February 28, 1852


Thomas Nast’s first rendition of the Republican party’s symbol, early 1870s


Feb 28th Saturday  It has been a stormy uncomfortable 

day  Mother is quite unwell & rather homesick

Mrs Witherell spent two hours here this

forenoon  I have finished the flannel

skirt that I commenced Jan 30th and put

a cape top to an old one  Mr Ames has

been to Boston as usual says the slab will be here Monday

Evelina stayed indoors today, sewing, of course, but also tending to her elderly mother, who seemed fretful and “unwell.” The whole town was subjected to what modern weather forecasters would call ” a wintry mix.”  According to Old Oliver, the day began “a snowing this morning wind south east but the snow is dry – it snowd + haild untill about 4 O clock + than began to rain + raind pritty fast untill some time in the night when it cleard of[f] with the wind north west and + cold and the wind blew verry hard”*

In another section of the country also known for its harsh winters, this date in history (plus two years) marks the genesis of our country’s Republican party. According to political historian Robert Remini, “[o]n February 28, 1854, a number of Free-Soilers, northern Whigs and antislavery Democrats met in Ripon, Wisconsin, and recommended the formation of a new party to be called “Republican.”**  Several months later, on July 6, after Congress passed the controversial Kansas-Nebraska act, the nascent group met again in Jackson, Michigan, where they “formally adopted the new name and demanded the repeal of the Kansas-Nebraska and Fugitive Slave Acts and the abolition of slavery in the District of Columbia.”

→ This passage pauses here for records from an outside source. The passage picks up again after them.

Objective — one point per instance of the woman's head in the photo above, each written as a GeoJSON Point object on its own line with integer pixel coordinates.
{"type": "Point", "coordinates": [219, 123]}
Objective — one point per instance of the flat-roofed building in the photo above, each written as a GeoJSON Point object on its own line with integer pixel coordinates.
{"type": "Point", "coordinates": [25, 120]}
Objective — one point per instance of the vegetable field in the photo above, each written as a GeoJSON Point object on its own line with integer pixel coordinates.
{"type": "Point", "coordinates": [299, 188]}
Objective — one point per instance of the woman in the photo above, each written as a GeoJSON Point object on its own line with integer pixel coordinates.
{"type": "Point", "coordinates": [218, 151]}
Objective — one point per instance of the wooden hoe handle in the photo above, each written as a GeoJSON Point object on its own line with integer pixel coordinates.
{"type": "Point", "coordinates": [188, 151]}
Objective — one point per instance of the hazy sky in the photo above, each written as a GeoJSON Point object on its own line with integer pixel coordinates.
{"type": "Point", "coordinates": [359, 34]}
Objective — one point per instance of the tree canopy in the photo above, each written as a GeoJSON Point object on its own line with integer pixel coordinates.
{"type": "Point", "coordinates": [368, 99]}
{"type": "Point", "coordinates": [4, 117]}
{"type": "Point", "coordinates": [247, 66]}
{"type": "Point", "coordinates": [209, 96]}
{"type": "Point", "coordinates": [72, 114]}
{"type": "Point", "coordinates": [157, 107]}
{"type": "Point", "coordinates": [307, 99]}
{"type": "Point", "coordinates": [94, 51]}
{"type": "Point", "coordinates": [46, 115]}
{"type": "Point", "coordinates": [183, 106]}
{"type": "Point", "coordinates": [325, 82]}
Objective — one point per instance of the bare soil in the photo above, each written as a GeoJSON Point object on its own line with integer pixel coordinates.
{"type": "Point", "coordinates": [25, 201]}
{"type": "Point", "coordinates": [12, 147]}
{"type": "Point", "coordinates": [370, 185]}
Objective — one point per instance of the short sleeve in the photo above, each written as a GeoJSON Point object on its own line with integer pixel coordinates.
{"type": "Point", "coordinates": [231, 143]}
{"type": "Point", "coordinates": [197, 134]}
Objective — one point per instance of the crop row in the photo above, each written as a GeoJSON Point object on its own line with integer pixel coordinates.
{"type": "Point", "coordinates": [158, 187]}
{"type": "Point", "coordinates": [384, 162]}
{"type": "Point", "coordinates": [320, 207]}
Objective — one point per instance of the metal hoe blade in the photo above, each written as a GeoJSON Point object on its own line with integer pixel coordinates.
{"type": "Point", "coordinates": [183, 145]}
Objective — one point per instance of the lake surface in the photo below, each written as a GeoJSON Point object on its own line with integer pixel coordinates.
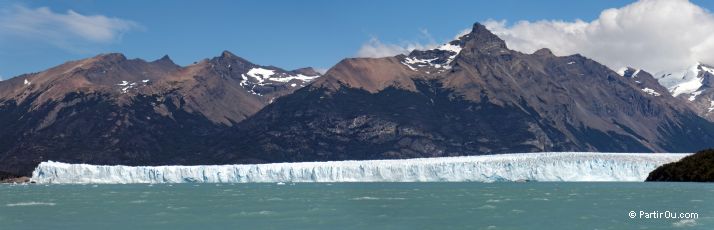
{"type": "Point", "coordinates": [538, 205]}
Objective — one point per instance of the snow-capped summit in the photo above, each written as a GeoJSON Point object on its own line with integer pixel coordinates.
{"type": "Point", "coordinates": [695, 85]}
{"type": "Point", "coordinates": [434, 60]}
{"type": "Point", "coordinates": [628, 72]}
{"type": "Point", "coordinates": [685, 82]}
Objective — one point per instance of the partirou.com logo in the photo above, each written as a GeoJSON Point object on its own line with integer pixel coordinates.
{"type": "Point", "coordinates": [662, 215]}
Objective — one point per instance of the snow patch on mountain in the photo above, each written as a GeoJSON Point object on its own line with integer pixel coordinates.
{"type": "Point", "coordinates": [548, 166]}
{"type": "Point", "coordinates": [683, 82]}
{"type": "Point", "coordinates": [437, 63]}
{"type": "Point", "coordinates": [651, 92]}
{"type": "Point", "coordinates": [259, 77]}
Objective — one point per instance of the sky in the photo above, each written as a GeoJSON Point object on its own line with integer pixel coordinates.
{"type": "Point", "coordinates": [652, 34]}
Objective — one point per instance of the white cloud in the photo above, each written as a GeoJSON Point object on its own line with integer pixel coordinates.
{"type": "Point", "coordinates": [376, 48]}
{"type": "Point", "coordinates": [68, 30]}
{"type": "Point", "coordinates": [654, 35]}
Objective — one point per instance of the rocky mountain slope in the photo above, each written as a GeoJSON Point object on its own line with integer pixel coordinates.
{"type": "Point", "coordinates": [698, 167]}
{"type": "Point", "coordinates": [471, 96]}
{"type": "Point", "coordinates": [109, 109]}
{"type": "Point", "coordinates": [695, 86]}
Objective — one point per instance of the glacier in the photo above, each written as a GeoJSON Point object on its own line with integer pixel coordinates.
{"type": "Point", "coordinates": [546, 166]}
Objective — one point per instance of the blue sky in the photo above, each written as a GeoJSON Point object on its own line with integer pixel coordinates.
{"type": "Point", "coordinates": [287, 34]}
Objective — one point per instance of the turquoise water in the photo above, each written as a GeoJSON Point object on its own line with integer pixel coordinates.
{"type": "Point", "coordinates": [355, 206]}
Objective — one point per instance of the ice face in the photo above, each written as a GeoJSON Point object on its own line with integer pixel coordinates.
{"type": "Point", "coordinates": [565, 166]}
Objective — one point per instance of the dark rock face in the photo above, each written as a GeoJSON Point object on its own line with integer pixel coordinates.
{"type": "Point", "coordinates": [471, 96]}
{"type": "Point", "coordinates": [695, 168]}
{"type": "Point", "coordinates": [111, 110]}
{"type": "Point", "coordinates": [490, 100]}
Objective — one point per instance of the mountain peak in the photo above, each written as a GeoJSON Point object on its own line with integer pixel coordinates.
{"type": "Point", "coordinates": [544, 52]}
{"type": "Point", "coordinates": [110, 57]}
{"type": "Point", "coordinates": [482, 39]}
{"type": "Point", "coordinates": [165, 60]}
{"type": "Point", "coordinates": [308, 71]}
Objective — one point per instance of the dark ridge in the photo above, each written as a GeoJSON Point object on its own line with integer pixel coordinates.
{"type": "Point", "coordinates": [698, 167]}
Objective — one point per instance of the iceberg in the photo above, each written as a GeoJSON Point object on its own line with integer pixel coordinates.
{"type": "Point", "coordinates": [546, 166]}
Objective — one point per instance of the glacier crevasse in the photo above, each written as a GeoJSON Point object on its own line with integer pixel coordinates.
{"type": "Point", "coordinates": [547, 166]}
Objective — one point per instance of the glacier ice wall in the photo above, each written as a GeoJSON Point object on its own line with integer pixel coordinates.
{"type": "Point", "coordinates": [549, 166]}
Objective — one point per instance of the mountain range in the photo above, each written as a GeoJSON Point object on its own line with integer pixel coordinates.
{"type": "Point", "coordinates": [471, 96]}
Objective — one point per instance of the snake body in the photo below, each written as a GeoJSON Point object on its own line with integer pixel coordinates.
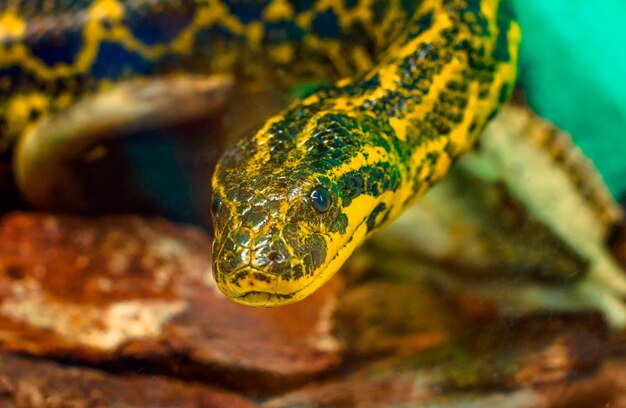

It wouldn’t take long for the Ames men, former Whigs, to join the new political party.

*Oliver Ames, Journal, Stonehill College Archives, Arnold Tofias Collection

Robert Remini, The House: The History of the House of Representatives, 2006, p. 150  

(NB: A source cited in Wikipedia in February, 2015, says that the date for this meeting in Ripon was March 20)

2 thoughts on “February 28, 1852

  1. Don’t know – yet – when Oakes and Oliver Jr made the switch. But Oliver Third’s diaries from the late 1850s may hold the answer.